Geoff Dyer does an inspired job with Zona, which is “a book about a film about a journey to a room”. Dyer persists in keeping everything simple, but to do that he layers his narrative with more than one leitmotif, chasing one another across its pages. This type of non-verbal ballast could only happen if one’s controls are in place and working well. Dyer, some say, is the best living writer in Britain, so he hasn’t a problem here. For me, his writing on Tarkovsky’s Stalker brings to mind Bruce Chatwin’s classic reporting on Patagonia. There’s that same expressed surrender to the subject, yet the same reluctance to allow this adulation to ambush the story; the same well-managed writing, which earned both of them the E.M. Forster Award.

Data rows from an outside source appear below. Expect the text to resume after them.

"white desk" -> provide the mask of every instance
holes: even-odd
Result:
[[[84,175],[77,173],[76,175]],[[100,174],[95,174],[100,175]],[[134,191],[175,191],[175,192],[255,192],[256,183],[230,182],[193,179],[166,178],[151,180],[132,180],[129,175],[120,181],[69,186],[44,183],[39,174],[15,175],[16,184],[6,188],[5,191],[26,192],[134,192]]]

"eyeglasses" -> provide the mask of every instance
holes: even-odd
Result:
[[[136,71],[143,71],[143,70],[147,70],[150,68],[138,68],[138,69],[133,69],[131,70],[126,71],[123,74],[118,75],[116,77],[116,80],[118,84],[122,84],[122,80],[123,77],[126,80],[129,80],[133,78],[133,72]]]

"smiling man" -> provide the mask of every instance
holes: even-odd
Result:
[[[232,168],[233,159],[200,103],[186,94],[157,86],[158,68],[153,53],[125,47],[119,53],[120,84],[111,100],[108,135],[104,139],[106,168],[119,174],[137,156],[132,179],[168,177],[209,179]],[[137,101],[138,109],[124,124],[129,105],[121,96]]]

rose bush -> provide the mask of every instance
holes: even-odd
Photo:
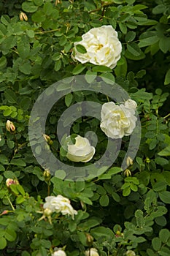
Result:
[[[169,1],[1,0],[0,13],[0,255],[170,255]],[[30,140],[42,92],[62,97]],[[58,136],[74,105],[59,132],[85,162]],[[101,167],[104,154],[117,157]]]
[[[104,65],[113,69],[120,59],[122,45],[117,31],[112,26],[91,29],[82,36],[82,40],[74,42],[72,58],[82,64]],[[82,45],[86,52],[80,53],[77,45]]]
[[[59,249],[56,252],[54,252],[53,256],[66,256],[66,254],[64,251]]]

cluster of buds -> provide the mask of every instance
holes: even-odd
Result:
[[[23,12],[20,12],[20,20],[21,21],[23,21],[23,20],[27,21],[28,20],[28,17],[26,15],[26,13],[24,13]]]
[[[9,132],[14,132],[15,131],[15,127],[12,121],[7,120],[6,123],[6,129]]]
[[[9,187],[11,185],[18,185],[19,182],[16,179],[7,178],[6,181],[6,186]]]

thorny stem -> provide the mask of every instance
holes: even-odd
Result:
[[[15,208],[14,208],[14,206],[13,206],[13,205],[12,205],[12,202],[11,202],[11,200],[10,200],[10,199],[9,199],[9,196],[7,195],[7,200],[8,200],[8,201],[9,201],[10,206],[11,206],[12,209],[13,211],[15,211]]]

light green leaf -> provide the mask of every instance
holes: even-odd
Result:
[[[22,4],[22,9],[27,12],[34,12],[38,10],[38,7],[34,5],[33,1],[24,1]]]
[[[0,249],[3,249],[7,246],[7,240],[4,237],[0,238]]]
[[[170,69],[169,69],[166,74],[164,84],[166,86],[170,83]]]
[[[72,71],[73,75],[78,75],[81,73],[85,69],[85,66],[83,66],[82,64],[79,64],[76,66]]]

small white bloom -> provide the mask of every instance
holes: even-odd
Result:
[[[126,256],[136,256],[136,253],[132,250],[128,250],[125,253]]]
[[[82,40],[74,42],[72,58],[81,63],[90,62],[113,69],[120,59],[122,45],[117,38],[117,31],[112,26],[93,28],[84,34]],[[76,45],[81,45],[86,49],[81,53]]]
[[[102,105],[100,127],[107,136],[112,139],[130,135],[136,127],[136,120],[134,108],[126,108],[123,104],[118,106],[112,102]]]
[[[66,254],[64,251],[59,249],[52,255],[52,256],[66,256]]]
[[[126,100],[124,105],[125,108],[128,108],[136,109],[137,108],[137,103],[131,99],[128,99],[128,100]]]
[[[61,195],[58,195],[57,197],[48,196],[45,197],[46,203],[44,204],[43,208],[48,208],[52,212],[61,212],[63,215],[71,215],[74,219],[74,215],[77,214],[77,211],[74,210],[70,204],[70,200],[63,197]]]
[[[85,256],[99,256],[98,251],[96,248],[90,248],[90,249],[88,249],[85,252]]]
[[[69,137],[67,137],[66,139]],[[68,144],[66,157],[73,162],[86,162],[90,161],[95,154],[95,148],[90,146],[86,138],[77,135],[75,140],[75,144]]]

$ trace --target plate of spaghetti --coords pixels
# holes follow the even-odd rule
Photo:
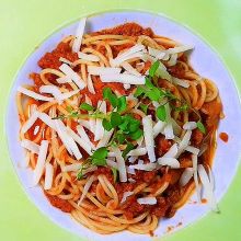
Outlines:
[[[7,133],[24,190],[51,220],[91,240],[149,240],[220,213],[240,117],[231,77],[198,36],[161,15],[108,12],[32,53]]]

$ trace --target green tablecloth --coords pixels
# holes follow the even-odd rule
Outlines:
[[[218,50],[241,88],[240,0],[0,0],[1,240],[80,240],[43,216],[21,188],[8,154],[4,112],[16,70],[46,36],[81,15],[114,9],[163,13],[192,27]],[[240,186],[241,169],[220,202],[220,215],[209,214],[162,240],[241,240]]]

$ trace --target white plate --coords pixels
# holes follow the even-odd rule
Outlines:
[[[218,139],[218,149],[215,157],[214,174],[216,179],[216,196],[220,200],[222,195],[227,192],[230,185],[239,161],[239,153],[241,150],[241,128],[238,122],[241,119],[240,103],[237,89],[233,80],[227,71],[223,64],[220,61],[217,54],[202,41],[196,34],[187,30],[185,26],[173,22],[162,15],[151,13],[125,11],[125,12],[108,12],[99,15],[90,16],[88,19],[87,32],[99,31],[106,27],[112,27],[125,22],[137,22],[145,27],[152,27],[154,33],[173,38],[183,44],[191,44],[195,46],[195,50],[191,55],[191,64],[194,69],[202,76],[207,77],[216,82],[219,88],[220,96],[223,103],[226,118],[221,120],[219,131],[226,131],[229,135],[228,144],[223,144]],[[30,170],[20,168],[20,163],[24,160],[23,149],[19,142],[19,118],[15,105],[16,88],[24,83],[31,83],[28,80],[30,72],[38,72],[41,69],[37,66],[37,60],[46,53],[50,51],[64,36],[74,34],[77,22],[54,33],[49,36],[25,61],[22,69],[14,81],[11,95],[9,99],[9,108],[7,114],[7,135],[9,142],[9,151],[19,175],[19,179],[27,194],[39,210],[49,217],[54,222],[68,229],[69,231],[79,234],[80,237],[88,237],[90,240],[149,240],[148,236],[138,236],[124,231],[111,236],[96,234],[81,225],[77,223],[70,216],[54,208],[39,187],[30,187],[28,173]],[[192,200],[195,200],[195,195]],[[163,236],[168,227],[174,226],[179,222],[183,225],[174,230],[181,229],[188,223],[203,217],[209,211],[207,205],[186,204],[181,208],[176,215],[171,219],[161,220],[161,225],[154,231],[158,236]]]

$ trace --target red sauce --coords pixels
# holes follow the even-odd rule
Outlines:
[[[99,32],[99,34],[116,34],[116,35],[128,35],[128,36],[140,36],[140,35],[147,35],[152,37],[153,32],[150,27],[144,28],[137,23],[125,23],[122,25],[118,25],[113,28],[107,28]]]
[[[94,106],[97,105],[97,102],[103,99],[103,89],[111,88],[113,91],[118,91],[122,95],[126,93],[122,83],[103,83],[100,77],[92,77],[93,85],[95,90],[95,94],[89,92],[85,88],[84,90],[80,91],[81,94],[87,94]]]
[[[39,130],[41,130],[41,126],[43,125],[43,122],[37,118],[36,122],[31,126],[31,128],[27,130],[27,134],[30,135],[30,139],[34,140],[36,138],[36,135],[34,135],[34,130],[37,126],[39,126]],[[38,131],[39,131],[38,130]]]
[[[149,231],[149,234],[150,234],[150,237],[153,237],[153,236],[154,236],[154,233],[153,233],[152,230]]]
[[[76,53],[72,53],[71,47],[69,46],[69,43],[59,43],[58,46],[51,51],[46,53],[38,61],[38,66],[43,69],[51,68],[51,69],[58,69],[61,65],[59,61],[59,58],[66,58],[69,61],[74,61],[78,58],[78,55]]]
[[[202,199],[200,199],[200,203],[202,203],[202,204],[206,204],[206,203],[207,203],[207,199],[206,199],[206,198],[202,198]]]
[[[194,129],[192,133],[192,145],[194,147],[199,147],[204,139],[204,134],[199,129]]]
[[[172,146],[172,141],[167,140],[162,134],[158,135],[156,140],[157,153],[159,157],[163,156],[170,147]]]
[[[74,209],[73,206],[68,200],[61,199],[57,196],[49,195],[46,192],[45,195],[54,207],[57,207],[65,213],[71,213]]]
[[[219,134],[219,138],[225,141],[225,142],[228,142],[229,140],[229,135],[227,133],[220,133]]]
[[[125,49],[128,49],[133,46],[134,46],[134,44],[114,45],[112,47],[113,57],[115,58],[120,51],[124,51]]]
[[[202,112],[207,115],[205,122],[208,130],[218,125],[221,111],[222,104],[217,99],[215,101],[204,103]]]

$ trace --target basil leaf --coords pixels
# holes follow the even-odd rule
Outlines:
[[[129,126],[128,126],[128,130],[129,133],[135,133],[140,126],[140,122],[135,119],[134,122],[130,122],[129,123]]]
[[[153,83],[151,82],[150,77],[146,77],[145,80],[146,80],[146,81],[145,81],[145,85],[146,85],[146,87],[148,87],[148,88],[150,88],[150,89],[154,87]]]
[[[140,103],[139,106],[140,106],[140,110],[141,110],[145,114],[147,114],[148,105]]]
[[[154,73],[157,72],[158,68],[160,66],[159,60],[157,60],[149,69],[149,76],[154,77]]]
[[[101,147],[94,151],[94,153],[91,156],[92,159],[105,159],[107,157],[107,148]]]
[[[123,158],[126,158],[126,156],[134,149],[134,145],[131,142],[128,142],[126,146],[126,149],[123,151]]]
[[[197,128],[198,128],[203,134],[206,134],[206,128],[205,128],[204,124],[203,124],[200,120],[197,122]]]
[[[153,88],[150,91],[146,92],[146,95],[151,100],[151,101],[159,101],[161,97],[161,92],[158,88]]]
[[[117,112],[113,112],[111,114],[111,124],[112,127],[116,127],[122,124],[122,116]]]
[[[157,117],[158,117],[160,120],[164,122],[165,118],[167,118],[167,112],[165,112],[164,105],[160,105],[160,106],[157,108],[156,114],[157,114]]]
[[[108,88],[108,87],[107,87],[107,88],[104,88],[104,89],[103,89],[103,99],[104,99],[104,100],[107,100],[110,94],[112,94],[111,88]]]
[[[138,96],[140,96],[141,94],[144,94],[145,92],[146,92],[146,91],[144,90],[144,88],[138,87],[138,88],[136,89],[135,93],[134,93],[134,96],[135,96],[135,97],[138,97]]]
[[[94,110],[94,107],[88,103],[82,103],[79,108],[83,110],[83,111],[93,111]]]
[[[118,99],[117,112],[124,112],[127,107],[126,96],[122,96]]]
[[[118,105],[118,97],[112,92],[111,88],[104,88],[103,99],[108,100],[114,108]]]
[[[68,105],[68,106],[66,107],[66,111],[67,111],[68,113],[71,113],[71,112],[73,111],[73,108],[72,108],[70,105]]]
[[[93,158],[91,160],[93,165],[106,165],[106,160],[105,159],[97,159],[97,158]]]
[[[133,140],[138,140],[142,135],[144,135],[144,130],[142,130],[142,129],[138,129],[137,131],[131,133],[131,134],[129,135],[129,137],[130,137]]]
[[[118,144],[124,144],[126,140],[126,137],[124,134],[118,133],[118,134],[116,134],[116,139],[117,139]]]
[[[110,131],[112,129],[112,124],[111,122],[108,122],[106,118],[104,118],[102,120],[102,126],[104,127],[104,129],[106,129],[107,131]]]

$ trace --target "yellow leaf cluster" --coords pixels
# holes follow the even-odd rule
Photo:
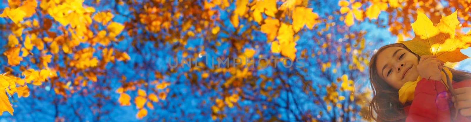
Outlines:
[[[239,17],[244,15],[247,10],[247,4],[248,0],[241,0],[236,1],[236,9],[231,17],[231,23],[235,28],[239,27]]]
[[[3,54],[8,59],[8,64],[16,66],[20,64],[20,61],[23,60],[23,58],[19,55],[20,48],[20,46],[11,47],[3,52]]]
[[[386,10],[388,8],[388,0],[373,0],[371,1],[371,5],[366,8],[365,14],[366,17],[370,20],[378,19],[378,16],[382,11]],[[393,4],[394,5],[394,4]]]
[[[294,35],[294,32],[293,31],[292,25],[284,23],[282,23],[278,31],[278,36],[276,37],[279,43],[275,42],[276,41],[272,42],[271,48],[275,49],[275,51],[280,51],[281,55],[294,60],[296,58],[295,53],[297,51],[294,47],[296,44],[293,40]],[[279,53],[279,52],[273,52]]]
[[[341,90],[342,91],[353,91],[355,88],[353,86],[353,81],[349,80],[348,76],[345,74],[342,75],[341,79],[342,84],[341,85]]]
[[[312,8],[304,7],[297,7],[293,11],[293,29],[297,32],[305,25],[309,29],[312,29],[316,24],[316,19],[319,17],[317,13],[312,12]]]
[[[327,104],[330,103],[335,103],[338,101],[339,92],[336,91],[337,87],[337,84],[334,82],[332,82],[330,85],[325,87],[327,93],[326,95],[324,97],[323,99]]]
[[[10,2],[10,0],[8,0]],[[35,8],[38,6],[36,0],[27,0],[23,2],[23,4],[16,8],[7,7],[3,12],[0,15],[0,17],[8,16],[15,23],[18,23],[23,21],[24,17],[31,17],[36,13]]]
[[[260,23],[263,20],[262,13],[265,13],[269,16],[275,17],[275,14],[278,11],[276,9],[276,0],[257,0],[255,6],[251,8],[253,11],[253,19]]]
[[[227,105],[227,107],[230,108],[234,107],[234,103],[237,102],[238,100],[239,95],[237,94],[233,94],[230,97],[224,98],[224,102],[226,102],[226,104]]]
[[[340,8],[340,13],[342,14],[347,13],[347,15],[345,16],[343,22],[345,23],[345,24],[347,26],[349,26],[353,25],[355,22],[353,19],[354,16],[358,21],[363,21],[363,10],[358,9],[358,8],[361,8],[361,3],[359,2],[356,2],[352,4],[351,9],[350,9],[348,7],[349,4],[350,3],[346,0],[341,0],[339,1],[339,6],[341,7]]]
[[[90,15],[95,11],[93,8],[84,8],[82,2],[83,0],[49,0],[41,2],[40,6],[63,26],[70,25],[68,30],[73,33],[73,40],[81,40],[92,23]]]
[[[100,12],[93,16],[93,20],[98,23],[101,23],[103,25],[108,23],[108,22],[113,18],[113,14],[110,12]]]
[[[23,71],[23,75],[25,76],[24,80],[26,82],[31,84],[32,81],[32,84],[35,85],[40,85],[42,84],[47,79],[50,75],[51,72],[47,69],[41,69],[41,71],[36,71],[34,69],[30,69]]]
[[[95,67],[98,64],[98,60],[93,57],[93,48],[87,48],[76,52],[73,55],[73,60],[70,61],[70,65],[79,69]]]

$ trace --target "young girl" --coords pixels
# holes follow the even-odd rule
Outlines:
[[[379,122],[471,122],[456,112],[469,107],[453,105],[456,93],[448,89],[444,73],[454,89],[471,86],[471,73],[444,66],[436,57],[419,56],[400,43],[380,48],[369,64],[369,116]]]

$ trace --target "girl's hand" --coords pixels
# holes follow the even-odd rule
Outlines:
[[[441,80],[441,69],[444,63],[437,56],[423,56],[420,58],[417,70],[422,78],[439,81]]]
[[[471,87],[455,89],[456,99],[452,98],[455,107],[459,110],[460,114],[466,117],[471,117]]]

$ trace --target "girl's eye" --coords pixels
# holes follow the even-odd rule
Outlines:
[[[399,59],[402,59],[402,56],[404,56],[404,54],[405,54],[406,53],[404,53],[404,54],[402,54],[402,55],[401,55],[401,56],[399,57]]]

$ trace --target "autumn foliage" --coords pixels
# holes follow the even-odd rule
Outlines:
[[[1,4],[0,120],[17,121],[364,121],[369,46],[385,39],[370,33],[385,30],[404,41],[414,38],[411,21],[426,15],[430,28],[442,15],[458,18],[437,34],[471,26],[470,0]],[[215,67],[201,54],[291,61]],[[169,65],[182,61],[195,62]]]

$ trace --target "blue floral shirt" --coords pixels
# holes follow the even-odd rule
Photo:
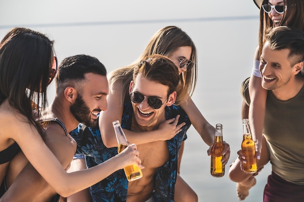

Dyer knows that he can’t define Tarkovsky’s luminosity by dwelling on things we conventionally talk about in cataloguing cinematic genius simply because the man is a game-changer. But something has to be said, some nuance that marks out the man; Dyer picks out two, with great effect. First, how Tarkovsky gets his frames, sometimes, though not all the time, to reduce and expand imperceptibly as he holds the shot, which thus seems to breathe on its own. Then, towards the end, as the Room beckons and all three are incredibly tense and distressed and questioning, each in his own way, this whole tangled affair they are now a part of, Dyer writes how the camera moves closer to each in a manner which says, “I’m here now, close to you. Tell me what you have to.”
The predominant mode, of course, is an almost shot-by-shot narration of the film. This is interspersed with not so much an analysis as a monologue on the particular segment being narrated. A third sub-text contains Dyer’s references to the work of other writers, poets, filmmakers meant to limn his own retelling. Finally, he revisits the experiences of his younger years that had an impact on his viewing of cinema and this film. Dyer moves smoothly between, sidesteps artfully, borrows from one and lends to another to get to his personal Room in the book.
This is, without doubt, a difficult read; difficult because he expects the reader to go with the flow that looks, at different times, to be driven by adrenaline or mescaline or endorphin, or just free-range erudition. Yet, nothing seems contrived or stretched beyond the believable. He knows he has an absurdist drama on his hands without a Pinteresque or Beckettian linearity, where the protagonists are “determined to have faith when there’s hardly anything left to believe in” and has to deal with not only Tarkovsky but also with Geoff Dyer for meanings, for verities and so on. He segues nicely from Thomas Bernhard, Milan Kundera and Rilke to Wordsworth’s Prelude: “I gave a moral life: I saw them feel,/ Or linked them to some feeling: the great mass/ Lay bedded in a quickening soul, and all/ That I beheld respired with inward meaning.” Perhaps in the end, it’s got to be this.
So, do you watch the film, or read the book? I suggest you do both.